Further from Paris, approximately one hour and 20 minutes in the opposite direction than Auvers, I arrived at my next side trip at the fortified medieval village of Provins. I left Gare de l'Est at 10:15 a.m. and arrived at 11:34 a.m., glad that I was able to utilize my Eurail pass on this nonstop journey.
In the 12th and 13th centuries, the earls of Champagne established Provins as a major trade center with the fairs of Champagne. It was once France's fifth-ranking city and the crossroads of 11 commercial routes. Today, the remains of the times are seen amid the 150 vaulted cellars, once used for storing goods, dispersed among the ancient merchant stone dwellings. Provins remains one of the few places in France that can claim more than 50 listed monuments with historical value. The small village has also been called Little Venice because of the two rivers that flow through it. At one time there were 100 wells throughout Provins. The setting is like out of a fairy tale. I could almost envision the feudal lords, knights and peasants roaming these cobblestone streets.
I started my journey at the ramparts at Porte Saint Jean. The entrance gate with its two almond-shaped towers is directly opposite the office of tourism. Unfortunately, only part of the three miles of city walls is still standing.
A fun way to explore enchanting Provins is via the 45-minute Tourist Train, which can be picked up by the entrance to the office of tourism or along several of the stops on the way through major monuments and sites of the Old Town. Tickets cost $6 for an entire day of getting on and off.
Opposite the Tithe Barn, I lunched at Le Table Saint Jean and enjoyed traditional medieval fare for $20 for a three-course meal, which included a delectable homemade fois gras.
Afterward, I visited the extensive network of underground galleries, where a tour guide took us with flashlight in hand underneath the town's general hospital. Our guide shed her light on the inscriptions and graffiti on the walls from the 1700s written by the Freemasons during their secret meetings underground. It is still a mystery, though, as to how these galleries were actually used - whether they were hiding places or used for religious purposes.

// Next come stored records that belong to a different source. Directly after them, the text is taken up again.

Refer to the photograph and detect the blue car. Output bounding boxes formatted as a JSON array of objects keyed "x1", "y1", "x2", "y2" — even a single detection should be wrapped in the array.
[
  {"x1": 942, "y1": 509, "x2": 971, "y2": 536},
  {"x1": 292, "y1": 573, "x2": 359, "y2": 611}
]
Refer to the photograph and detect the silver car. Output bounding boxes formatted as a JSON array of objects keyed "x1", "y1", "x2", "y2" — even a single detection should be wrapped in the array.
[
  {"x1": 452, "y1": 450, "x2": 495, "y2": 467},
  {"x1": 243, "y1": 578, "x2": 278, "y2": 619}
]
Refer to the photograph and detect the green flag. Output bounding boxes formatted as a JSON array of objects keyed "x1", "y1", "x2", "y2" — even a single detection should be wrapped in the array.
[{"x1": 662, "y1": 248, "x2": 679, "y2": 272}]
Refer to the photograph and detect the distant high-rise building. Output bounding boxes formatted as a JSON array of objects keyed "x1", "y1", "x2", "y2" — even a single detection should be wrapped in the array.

Just outside the Old Town, at the train's final stop, is the more modern-day Provins of the 18th and 19th centuries. I found the Garnier Gardens, named after a rich benefactor and once owned by a teaching order of nuns, to be a lovely respite from my day's walk. Also in the newer part of the village I discovered the Saint-Agoul Church, one of the earliest trade centers in Provins.
Though the city's prosperity declined at the beginning of the 14th century with the modification of trade routes, wars and the plague, five years ago the town regained its luster and charm through the preservation of its historic landmarks.
IF YOU GO
Getting there: Provins: Take the train from Gare de l' Est direct to Provins. You can use your Eurail Pass.
Auvers-sur-Oise: You must go upstairs to the Train de Banlieue sign at Gare du Nord in Paris. You will change trains at Valmondois to Auvers. On Sundays and bank holidays between May 1 and Sept. 24 there are direct trains to Auvers.
Contacts: Office of Tourism de Provins, 33 1-6460 2626 or www.provins.net.
Office of Tourism Auvers, Rue de la Sansonne, 95430 Auvers-sur-Oise, e-mail: otsi.auvers@wanadoo.fr.
Beverly Mann is a freelance travel writer.